One of the most common questions in any divorce or paternity action is “will he/she have to pay my fees?” The answer is, “maybe.” The court has wide discretion to order one party to contribute toward the litigation expenses of the other party.
A particularly frustrating situation arises when a party is forced to bring the opposing party back to court to enforce an Order. By way of example, one party may have failed to pay child support or maintenance in accordance with the Order or Judgment previously entered. The party that has done nothing to violate the Court’s Order is often times, and rightly so, upset by the inherent injustice of having to pay to enforce the Order.
Pursuant to Section 750 ILCS 5/508(b) of the Illinois Marriage and Dissolution of Marriage Act, a party may recoup attorney’s fees and costs associated with the enforcement of orders. Specifically, Section 508(b) states in pertinent part that “in every proceeding for the enforcement of an order or judgment when the court finds that the failure to comply with the order or judgment was without compelling cause of justification, the court shall order the party against whom the proceeding is brought to pay promptly the costs and reasonable attorney’s fees of the prevailing party.”

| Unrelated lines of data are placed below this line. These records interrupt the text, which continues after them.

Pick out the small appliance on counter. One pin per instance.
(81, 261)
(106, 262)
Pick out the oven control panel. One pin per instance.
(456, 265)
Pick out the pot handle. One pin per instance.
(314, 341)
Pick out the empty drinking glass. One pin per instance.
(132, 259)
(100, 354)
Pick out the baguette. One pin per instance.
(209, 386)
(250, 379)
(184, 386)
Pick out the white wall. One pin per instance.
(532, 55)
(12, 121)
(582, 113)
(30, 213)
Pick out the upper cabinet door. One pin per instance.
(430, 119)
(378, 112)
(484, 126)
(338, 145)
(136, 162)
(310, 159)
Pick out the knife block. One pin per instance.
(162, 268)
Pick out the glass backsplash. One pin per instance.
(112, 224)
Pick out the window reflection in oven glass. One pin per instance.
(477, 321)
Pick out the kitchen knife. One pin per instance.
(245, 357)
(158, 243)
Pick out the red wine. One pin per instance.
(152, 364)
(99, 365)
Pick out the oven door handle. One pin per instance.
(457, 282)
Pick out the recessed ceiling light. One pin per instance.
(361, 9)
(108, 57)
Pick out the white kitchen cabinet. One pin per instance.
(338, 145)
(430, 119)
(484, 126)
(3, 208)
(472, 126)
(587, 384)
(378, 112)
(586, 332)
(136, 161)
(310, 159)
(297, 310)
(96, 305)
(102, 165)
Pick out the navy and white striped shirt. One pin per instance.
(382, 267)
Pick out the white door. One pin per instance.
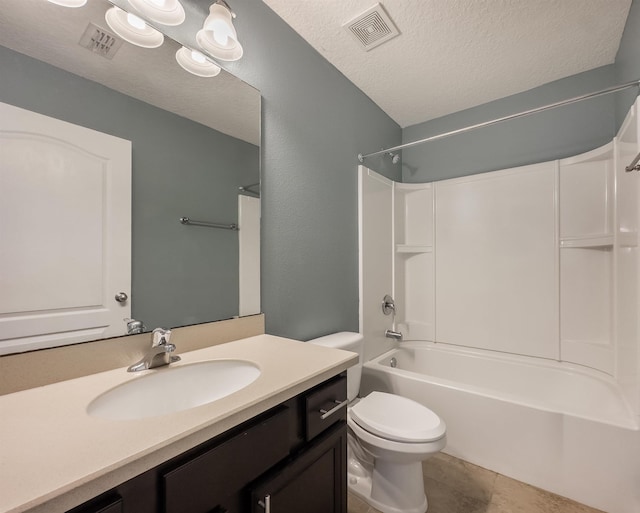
(65, 232)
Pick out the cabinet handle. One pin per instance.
(339, 404)
(266, 504)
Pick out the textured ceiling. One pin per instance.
(455, 54)
(50, 33)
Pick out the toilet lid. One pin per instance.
(397, 418)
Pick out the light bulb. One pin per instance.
(133, 29)
(222, 38)
(198, 57)
(165, 12)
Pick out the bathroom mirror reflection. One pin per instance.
(194, 145)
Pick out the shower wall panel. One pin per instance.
(496, 255)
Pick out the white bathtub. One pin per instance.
(560, 427)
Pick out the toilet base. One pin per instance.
(360, 486)
(389, 487)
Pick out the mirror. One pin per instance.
(194, 142)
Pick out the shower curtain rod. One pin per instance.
(576, 99)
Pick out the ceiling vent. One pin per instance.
(99, 41)
(372, 28)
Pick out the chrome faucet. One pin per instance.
(393, 334)
(159, 354)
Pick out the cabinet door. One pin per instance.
(208, 482)
(314, 482)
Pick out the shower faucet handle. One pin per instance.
(388, 305)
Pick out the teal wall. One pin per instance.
(554, 134)
(180, 275)
(627, 63)
(315, 122)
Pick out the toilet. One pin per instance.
(389, 437)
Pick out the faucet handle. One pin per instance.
(160, 337)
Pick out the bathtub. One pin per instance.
(561, 427)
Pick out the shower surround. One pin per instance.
(527, 279)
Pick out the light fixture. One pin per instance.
(194, 62)
(133, 29)
(166, 12)
(69, 3)
(218, 35)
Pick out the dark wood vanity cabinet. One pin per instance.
(287, 460)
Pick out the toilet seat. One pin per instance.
(396, 418)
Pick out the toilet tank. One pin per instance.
(348, 341)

This language may bring some solace to those who are calculating the cost-benefit analysis of bringing their opposing party back to court to enforce an order. If the Court finds that the party’s failure to abide by the order was without compelling cause of justification, then the Court will impose attorney’s fees and costs to that party. This provides a financial incentive to both parties to abide by the terms of the Court’s orders.